If I did get buried in a cemetery, I think I would probably like to join
Katja’s parents at Spring Grove since it’s one of the more attractive and
ecumenical cemeteries in the Midwest. Of course, if I were to last the longest,
I could take Katja along on a hike and put her ashes to rest on the Miami
Whitewater Forest trail too. I am
not going to tell her about this possiblity in advance because it would
definitely get vetoed (and I would probably be punched out as well).
Love,
Dave
G-mail Comments
-Terry O-S (6-20): Hi David
- I'm spending most of the summer
with a friend in Ocean City, NJ where I have less than satisfactory internet
access and have not been able to stay abreast of Letters for George.
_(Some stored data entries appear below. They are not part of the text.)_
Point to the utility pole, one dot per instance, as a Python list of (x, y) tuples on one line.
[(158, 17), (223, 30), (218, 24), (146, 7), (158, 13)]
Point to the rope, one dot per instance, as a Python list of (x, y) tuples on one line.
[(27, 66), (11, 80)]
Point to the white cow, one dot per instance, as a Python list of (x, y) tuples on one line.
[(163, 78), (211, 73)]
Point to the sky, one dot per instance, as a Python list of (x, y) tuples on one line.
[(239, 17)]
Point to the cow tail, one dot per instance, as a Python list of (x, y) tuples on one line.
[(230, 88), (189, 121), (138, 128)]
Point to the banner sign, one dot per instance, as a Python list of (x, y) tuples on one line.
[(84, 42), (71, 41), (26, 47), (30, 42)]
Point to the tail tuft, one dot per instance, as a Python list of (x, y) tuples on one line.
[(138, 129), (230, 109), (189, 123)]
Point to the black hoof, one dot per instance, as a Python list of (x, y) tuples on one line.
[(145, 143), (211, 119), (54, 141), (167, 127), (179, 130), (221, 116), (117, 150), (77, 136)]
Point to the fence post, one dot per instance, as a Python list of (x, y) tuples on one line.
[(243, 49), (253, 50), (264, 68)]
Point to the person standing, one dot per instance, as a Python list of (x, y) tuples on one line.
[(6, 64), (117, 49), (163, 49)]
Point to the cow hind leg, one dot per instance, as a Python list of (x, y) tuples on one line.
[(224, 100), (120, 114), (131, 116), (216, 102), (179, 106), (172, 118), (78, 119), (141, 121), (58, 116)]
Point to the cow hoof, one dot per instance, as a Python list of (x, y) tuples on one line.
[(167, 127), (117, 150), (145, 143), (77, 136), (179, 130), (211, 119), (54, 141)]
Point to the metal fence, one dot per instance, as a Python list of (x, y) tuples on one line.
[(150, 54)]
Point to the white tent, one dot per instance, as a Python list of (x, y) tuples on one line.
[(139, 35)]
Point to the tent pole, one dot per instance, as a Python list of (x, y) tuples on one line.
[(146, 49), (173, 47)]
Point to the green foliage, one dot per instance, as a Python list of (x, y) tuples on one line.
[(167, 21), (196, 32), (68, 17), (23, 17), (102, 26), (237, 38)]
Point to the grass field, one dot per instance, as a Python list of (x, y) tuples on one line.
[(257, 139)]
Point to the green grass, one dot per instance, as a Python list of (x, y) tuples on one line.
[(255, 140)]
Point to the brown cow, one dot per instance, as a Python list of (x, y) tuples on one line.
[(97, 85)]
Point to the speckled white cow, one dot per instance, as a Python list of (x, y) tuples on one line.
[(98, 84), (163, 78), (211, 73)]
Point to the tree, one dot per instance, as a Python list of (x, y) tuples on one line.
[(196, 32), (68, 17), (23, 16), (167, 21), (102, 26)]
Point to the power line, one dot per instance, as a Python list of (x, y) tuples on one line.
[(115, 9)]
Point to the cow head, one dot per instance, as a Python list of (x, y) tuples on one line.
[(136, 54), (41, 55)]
I'm
home this week and have been thoroughly enjoying catching up on your
ever-delightful blog! Hope Katja's knee is now fully recovered. And - I
have requested that my ashes be spread on the Bay at Henes Park (although I'm
beginning to think that may be a burden since, sadly, my children really
have no reason to go to Menominee.) Enjoy your summer! Terry
-Mary B (6-12): Another possibility to consider -- I've
opted for a conservation burial, my body in a biodegradable shroud, with a bush
or tree planted to mark the spot. That satisfies my son, who wants a grave site
to visit, as well as my wish -- very much like your father's -- to not further
fatten the coffers of the funeral industry (and further pollute the earth with
costly and intrusive caskets).
Another possibility to consider -- I've opted for a conservation burial, my body in a biodegradable shroud, with a bush or tree planted to mark the spot. That satisfies my son, who wants a grave site to visit, as well as my wish -- very much like your father's -- to not further fatten the coffers of the funeral industry (and further pollute the earth with costly and intrusive caskets).